Interestingly, the obvious sexuality of the vampire was first portrayed on screen by a female vampire. In retrospect, the scene in Dracula’s Daughter (1936) in which the female vampire seduced the young model was far more charged with sexuality than any played by Lugosi.

A quarter of a century later, Roger Vadim brought an overtly sensual vampire to the screen in his version of “Carmilla,” Blood and Roses (1960). In 1967 French director Jean Rollin produced the first of a series of semipornographic features, Le Viol du Vampire (released in English as The Vampire’s Rape). The story centered around two women who believed that they were cursed by a vampire to follow his bloodsucking life. The sexuality of “Carmilla” was even more graphically pictured in The Vampire Lovers, Hammer Films’ 1970 production, in which the unclad Carmilla and Laura romped freely around their bedroom.

Beginning in the late seventies and continuing into the eighties and nineties, treatment of gender and sexuality in vampire media changed. When vampires first appeared on movie screens, their messages about gender roles were in keeping with many of the concepts that had been established during the Victorian era. Women were nearly universally the victim, while men were almost always cast as the heroes.

When represented, sexuality was always the vehicle for anti-social behavior. Women acting in an overtly sexual manner were bound to fall from grace and become vampires. However, as both female and homosexual groups were struggling to redefine American culture’s perception of their identity, modern vampire media started to incorporate female and homosexual distinctive gender traits.

for instance, the concept of the feminine as either absolutely good or absolutely powerless faded. A broader, more inclusive definition of female gender identity took the place of the traditional stereotype. One of the biggest changes in female gender identity has been the treatment of female eroticism. While women had previously been punished for displaying any type of overt sexuality, eroticism is now accepted as “a positive — or at least neutral — characteristic” .

Female writers in the 1970s, are also held responsible for the return of the vampire as a romantic figure. It is believed that this change was the feminine response to the patriarchal victimization of women that had been occurring in novels and on screen for decades (Gordon & Hollinger, p. 62).

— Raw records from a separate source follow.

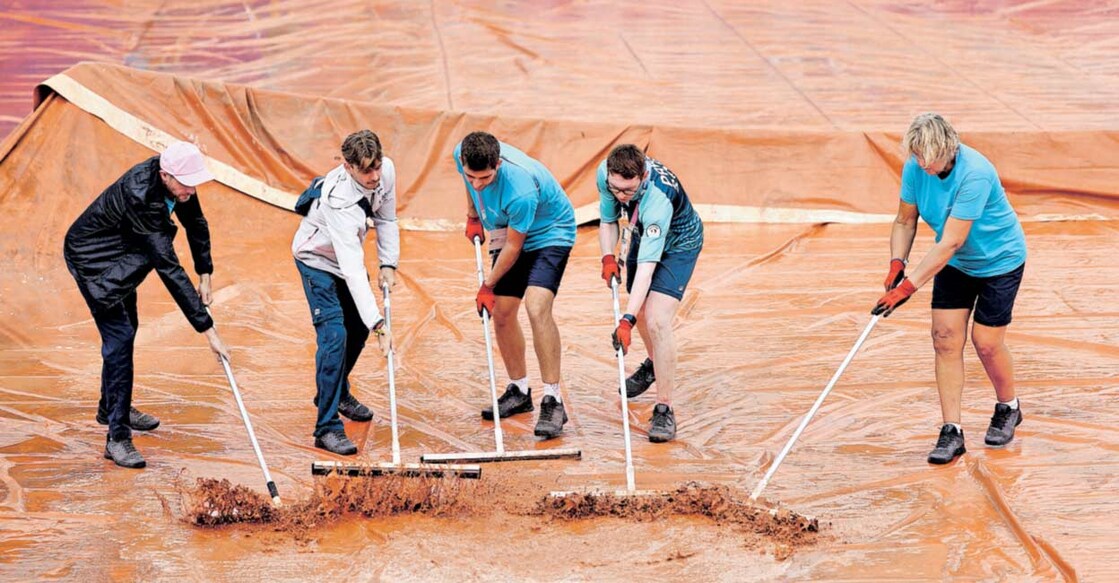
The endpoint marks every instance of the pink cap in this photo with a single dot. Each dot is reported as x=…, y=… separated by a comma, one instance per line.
x=184, y=161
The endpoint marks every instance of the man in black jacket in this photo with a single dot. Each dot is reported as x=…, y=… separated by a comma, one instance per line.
x=116, y=242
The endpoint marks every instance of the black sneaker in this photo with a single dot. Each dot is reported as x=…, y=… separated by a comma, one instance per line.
x=353, y=408
x=553, y=415
x=336, y=442
x=123, y=453
x=1003, y=422
x=640, y=381
x=949, y=444
x=138, y=420
x=663, y=424
x=510, y=403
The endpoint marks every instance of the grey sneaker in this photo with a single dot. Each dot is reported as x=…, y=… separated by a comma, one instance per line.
x=353, y=408
x=138, y=420
x=336, y=442
x=1003, y=422
x=640, y=381
x=949, y=445
x=511, y=402
x=663, y=424
x=553, y=415
x=123, y=453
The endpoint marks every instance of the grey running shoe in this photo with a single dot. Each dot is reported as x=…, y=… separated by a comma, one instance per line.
x=510, y=403
x=1003, y=422
x=949, y=444
x=640, y=381
x=553, y=415
x=663, y=425
x=336, y=442
x=353, y=408
x=123, y=453
x=138, y=420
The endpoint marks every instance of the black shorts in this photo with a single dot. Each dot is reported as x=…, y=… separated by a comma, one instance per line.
x=671, y=274
x=991, y=298
x=541, y=268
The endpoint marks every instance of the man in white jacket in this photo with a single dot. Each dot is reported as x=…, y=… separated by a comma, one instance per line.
x=331, y=263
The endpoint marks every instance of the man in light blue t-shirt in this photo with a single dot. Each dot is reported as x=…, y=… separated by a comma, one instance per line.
x=976, y=266
x=532, y=229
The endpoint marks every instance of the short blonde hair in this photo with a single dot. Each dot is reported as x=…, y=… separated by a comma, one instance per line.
x=931, y=138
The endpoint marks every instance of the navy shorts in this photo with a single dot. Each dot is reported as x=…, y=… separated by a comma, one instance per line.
x=541, y=268
x=991, y=298
x=671, y=275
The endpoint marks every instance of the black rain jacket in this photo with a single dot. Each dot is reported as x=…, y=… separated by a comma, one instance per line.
x=127, y=233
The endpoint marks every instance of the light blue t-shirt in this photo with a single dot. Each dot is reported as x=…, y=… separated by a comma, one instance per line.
x=526, y=198
x=666, y=222
x=996, y=243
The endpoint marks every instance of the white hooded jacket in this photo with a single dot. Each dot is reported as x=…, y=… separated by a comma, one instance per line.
x=331, y=234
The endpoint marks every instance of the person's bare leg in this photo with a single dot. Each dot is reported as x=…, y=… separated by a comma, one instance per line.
x=510, y=339
x=545, y=332
x=990, y=346
x=642, y=329
x=659, y=312
x=949, y=335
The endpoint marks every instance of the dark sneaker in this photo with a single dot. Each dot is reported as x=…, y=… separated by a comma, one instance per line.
x=949, y=444
x=1003, y=422
x=663, y=425
x=640, y=381
x=353, y=408
x=336, y=442
x=510, y=403
x=138, y=420
x=553, y=416
x=123, y=453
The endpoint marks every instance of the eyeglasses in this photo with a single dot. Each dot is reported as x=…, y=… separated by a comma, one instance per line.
x=628, y=191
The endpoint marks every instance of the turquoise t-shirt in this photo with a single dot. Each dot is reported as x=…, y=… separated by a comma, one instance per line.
x=526, y=198
x=666, y=222
x=996, y=243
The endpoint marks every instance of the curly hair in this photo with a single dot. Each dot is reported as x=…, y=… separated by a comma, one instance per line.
x=626, y=160
x=480, y=151
x=361, y=150
x=931, y=138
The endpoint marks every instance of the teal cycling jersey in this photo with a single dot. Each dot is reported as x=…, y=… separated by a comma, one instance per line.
x=665, y=221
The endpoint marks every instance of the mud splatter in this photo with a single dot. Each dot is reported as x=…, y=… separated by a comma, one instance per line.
x=210, y=502
x=761, y=524
x=216, y=502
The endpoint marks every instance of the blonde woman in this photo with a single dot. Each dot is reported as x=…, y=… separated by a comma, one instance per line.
x=975, y=266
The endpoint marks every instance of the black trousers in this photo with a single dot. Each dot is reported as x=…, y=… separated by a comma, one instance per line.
x=118, y=327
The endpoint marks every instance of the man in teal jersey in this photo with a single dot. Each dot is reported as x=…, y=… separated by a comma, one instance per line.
x=976, y=266
x=532, y=229
x=666, y=236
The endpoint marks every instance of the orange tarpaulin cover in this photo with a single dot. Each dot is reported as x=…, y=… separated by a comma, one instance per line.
x=784, y=115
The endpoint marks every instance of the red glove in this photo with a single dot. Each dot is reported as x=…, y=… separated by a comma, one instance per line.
x=623, y=334
x=610, y=269
x=475, y=229
x=485, y=300
x=894, y=299
x=896, y=273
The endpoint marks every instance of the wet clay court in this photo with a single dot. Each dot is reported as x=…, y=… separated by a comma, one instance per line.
x=783, y=124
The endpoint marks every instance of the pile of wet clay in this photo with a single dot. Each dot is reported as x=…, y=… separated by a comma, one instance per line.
x=216, y=502
x=213, y=502
x=760, y=523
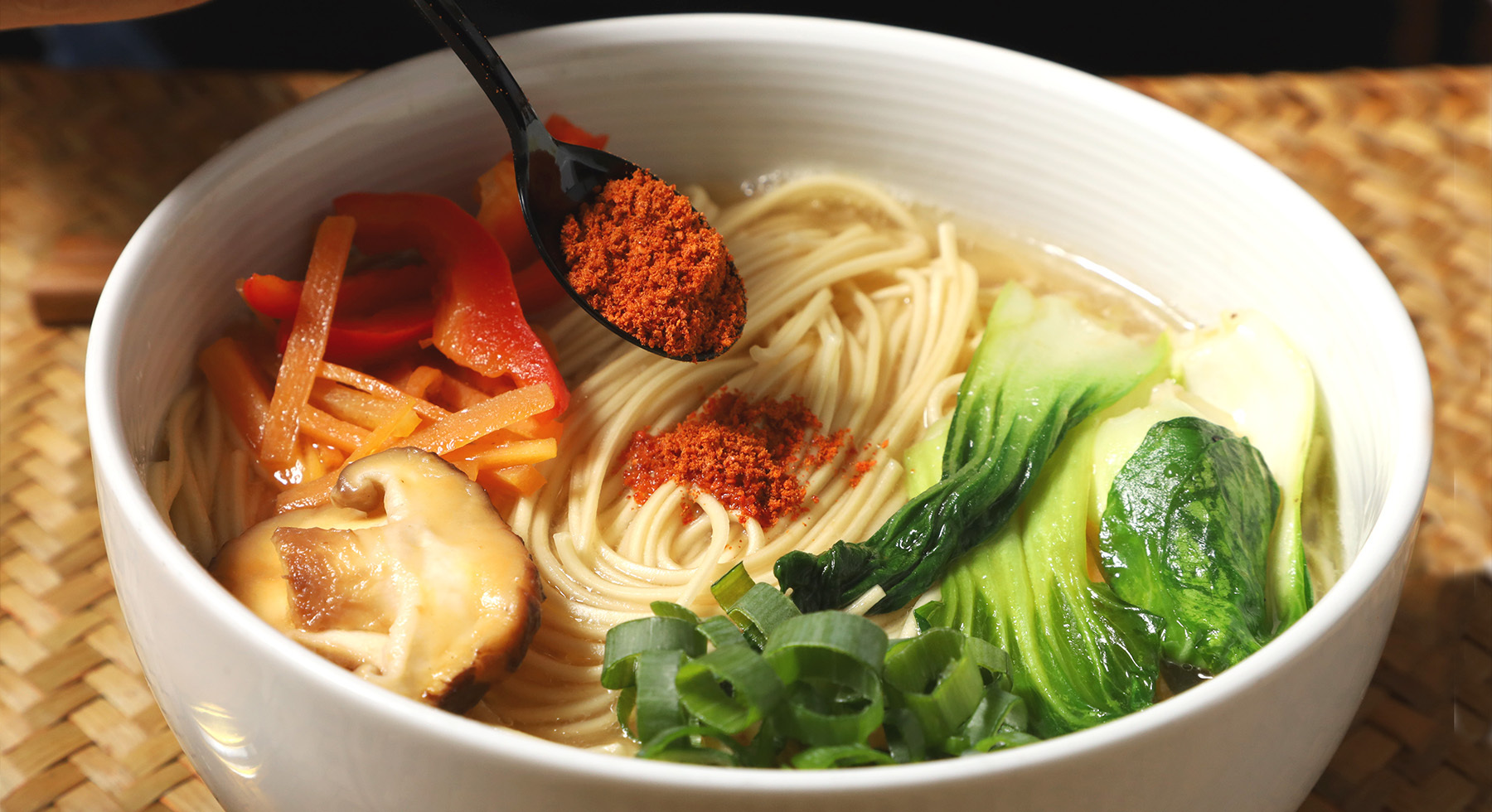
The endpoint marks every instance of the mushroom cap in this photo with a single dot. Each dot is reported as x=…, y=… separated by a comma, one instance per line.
x=409, y=578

A second social group that has become a powerful force in modern vampire media is the homosexual community. The modern metaphor of vampire as outsider meshes particularly well with the social identity of this group in the modern era. One of vampire media’s central questions, “what happens to human nature when a single element is changed, putting a person at odds with the rest of humanity,” seems particularly fitting in relation to this association (Gordon & Hollinger, p. 87).

Through vampire fiction and erotica, the homosexual community has been able to address issues of sexuality and gender. The homosexual and lesbian vampires in these stories express the sadness and grief that the artists have felt in relation to the reality of intolerance for their group in modern society.

The first female artist to address this new element of gender identity was Anne Rice. Rice’s vampires, though chiefly male, rarely behaved like their predecessors. Feeding upon victims is only a peripheral element of their lives. Instead, their interpersonal relationships and internal thought processes took precedence in Rice’s narratives. Interview with the Vampire, revolves around the seemingly platonic but latently homosexual obsessions of it’s principal main characters Lestat and Armand for Louis, and of Louis and Letast’s blatant pedophilia toward the tiny five/hundred year old protégé, Claudia.

Vampire media’s exploration of sexuality has gone hand-in-hand with the broadening of perception of gender identity. Gender role expectations of women have altered significantly in the last three decades. In response, female roles in vampire media too have changed. Women have become significantly more powerful and influential in the genre than they had ever been before.